The model was benchmarked across 17 training/testing dataset combinations spanning different methylation types and species, and was compared to four state-of-the-art predictors: iDNA-ABT, iDNA-MS, BERT6mA, and Deep6mA. iDNA-ABF demonstrated superior or competitive performance in the majority of comparisons, establishing it as a broadly applicable tool for DNA methylation site prediction.
iDNA-ABF's computational workflow consists of four modules. The multi-scale data processing module takes a 41-nucleotide input window centered on the candidate modification site and tokenizes it independently into overlapping 3-mer and 6-mer sequences, generating two separate token sequences of different lengths. Each tokenized sequence is then independently processed by a BERT encoder module — both encoders share the same architectural template (transformer layers with multi-head attention) but have different vocabularies corresponding to the 3-mer and 6-mer token sets. After encoding, the feature fusion module concatenates the pooled representations from both BERT encoders into a unified feature vector. The classification module applies a multi-layer perceptron with softmax activation to produce the final methylation probability.
The model was trained and evaluated on a benchmark dataset derived from iDNA-MS, comprising 17 independent training/testing splits covering 4mC predictions in multiple organisms (including A. thaliana, C. elegans, D. melanogaster), 5hmC predictions in mouse and human, and 6mA predictions across several species including Arabidopsis, Drosophila, mouse, and rice. Comparison across these 17 tasks against iDNA-ABT, iDNA-MS, BERT6mA, and Deep6mA showed that iDNA-ABF achieved the highest performance in the majority of settings. Interpretability analysis of 3-mer attention patterns revealed position-specific sequence preferences consistent with known methyltransferase recognition sequences, supporting the model's claim of biologically meaningful feature extraction.
iDNA-ABF is most useful in comparative epigenomics studies where researchers need to survey 6mA, 4mC, or 5hmC distributions across multiple organisms or genomic contexts without maintaining separate prediction tools. Plant biologists, insect biologists, and microbiologists working with organisms lacking well-curated experimental methylation datasets benefit most from the model's cross-species generalization. The unified multi-type prediction capability also simplifies workflows in studies that need to simultaneously profile all three methylation marks — for example, in organisms where 6mA and 4mC coexist. The interpretability module supports mechanistic studies of methyltransferase sequence specificity, generating testable predictions about which sequence motifs are recognized by specific methylation enzymes. The adversarial training also makes the model well-suited to comparative analysis of closely related sequences where minor variants may affect methylation status.

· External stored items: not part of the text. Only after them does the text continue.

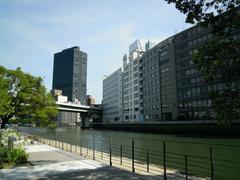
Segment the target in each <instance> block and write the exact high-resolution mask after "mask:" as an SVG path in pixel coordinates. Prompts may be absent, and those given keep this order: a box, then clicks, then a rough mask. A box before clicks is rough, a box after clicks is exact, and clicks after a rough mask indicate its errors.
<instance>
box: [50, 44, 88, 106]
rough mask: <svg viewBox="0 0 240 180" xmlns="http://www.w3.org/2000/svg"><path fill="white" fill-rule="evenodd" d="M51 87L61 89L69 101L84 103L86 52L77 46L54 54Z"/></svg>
mask: <svg viewBox="0 0 240 180" xmlns="http://www.w3.org/2000/svg"><path fill="white" fill-rule="evenodd" d="M52 89H59V90H62V94H63V95H64V96H67V97H68V100H69V101H72V102H75V101H80V102H81V104H86V90H87V54H86V53H85V52H82V51H80V48H79V47H78V46H75V47H72V48H69V49H65V50H63V51H62V52H59V53H56V54H54V66H53V85H52Z"/></svg>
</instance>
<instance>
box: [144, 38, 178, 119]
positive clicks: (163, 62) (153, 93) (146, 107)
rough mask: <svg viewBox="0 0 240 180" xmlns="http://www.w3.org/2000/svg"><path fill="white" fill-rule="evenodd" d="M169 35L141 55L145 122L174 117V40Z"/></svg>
mask: <svg viewBox="0 0 240 180" xmlns="http://www.w3.org/2000/svg"><path fill="white" fill-rule="evenodd" d="M173 40H174V39H173V37H170V38H168V39H166V40H164V41H162V42H160V43H159V44H157V45H156V46H154V47H152V48H151V49H148V51H146V52H145V54H144V55H143V56H142V67H143V68H142V71H143V100H144V101H143V102H144V103H143V104H144V105H143V107H144V108H143V109H144V116H145V117H144V118H145V121H146V122H149V121H153V122H156V121H162V120H172V119H176V115H177V107H176V78H175V54H174V41H173Z"/></svg>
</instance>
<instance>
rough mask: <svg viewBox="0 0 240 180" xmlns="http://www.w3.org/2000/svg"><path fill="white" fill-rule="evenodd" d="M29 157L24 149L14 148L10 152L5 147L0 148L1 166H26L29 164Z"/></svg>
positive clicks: (4, 146)
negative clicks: (24, 164)
mask: <svg viewBox="0 0 240 180" xmlns="http://www.w3.org/2000/svg"><path fill="white" fill-rule="evenodd" d="M28 156H29V155H28V154H27V153H26V152H25V151H24V150H23V149H22V148H14V149H12V150H10V149H8V148H7V147H5V146H0V164H3V163H7V164H12V165H19V164H24V163H26V162H27V160H28Z"/></svg>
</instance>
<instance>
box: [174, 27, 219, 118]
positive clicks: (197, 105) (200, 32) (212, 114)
mask: <svg viewBox="0 0 240 180" xmlns="http://www.w3.org/2000/svg"><path fill="white" fill-rule="evenodd" d="M211 38H212V33H211V29H210V28H206V29H205V28H202V27H200V26H193V27H192V28H189V29H187V30H185V31H182V32H180V33H179V34H176V35H175V49H176V78H177V92H178V119H179V120H194V119H209V118H211V117H213V112H212V111H211V108H210V105H211V101H210V100H209V97H208V92H209V91H211V90H220V89H222V88H223V85H222V84H221V83H216V84H212V85H210V84H209V85H207V84H206V83H204V80H203V77H202V76H201V74H200V73H199V72H198V71H197V69H196V66H195V65H194V63H193V60H192V53H193V51H194V50H195V49H197V48H198V47H200V46H201V45H203V44H204V43H205V42H207V41H208V40H209V39H211Z"/></svg>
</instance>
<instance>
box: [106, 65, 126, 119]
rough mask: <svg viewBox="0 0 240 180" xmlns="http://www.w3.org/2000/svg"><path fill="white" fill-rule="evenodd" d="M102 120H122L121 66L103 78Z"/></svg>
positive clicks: (121, 73)
mask: <svg viewBox="0 0 240 180" xmlns="http://www.w3.org/2000/svg"><path fill="white" fill-rule="evenodd" d="M102 105H103V122H120V121H122V68H119V69H118V70H116V71H115V72H114V73H112V74H111V75H109V76H106V77H105V78H104V80H103V101H102Z"/></svg>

iDNA-ABF advanced the state of the art in multi-type DNA methylation prediction by introducing adaptive multi-scale encoding within a pre-trained BERT framework, demonstrating that a single model architecture could match or exceed the performance of specialized single-modification predictors across diverse organisms. Its publication in Genome Biology signaled growing acceptance of biological language models for fine-grained epigenomic annotation tasks beyond protein sequence analysis. The adversarial training strategy, less commonly applied in epigenomics compared to protein or drug discovery domains, contributed a useful robustness technique to the field. A limitation is that model performance depends on the quality and completeness of the underlying methylation training datasets, which vary substantially across species; for understudied organisms, imprecise experimental labels can propagate into prediction errors regardless of model architecture.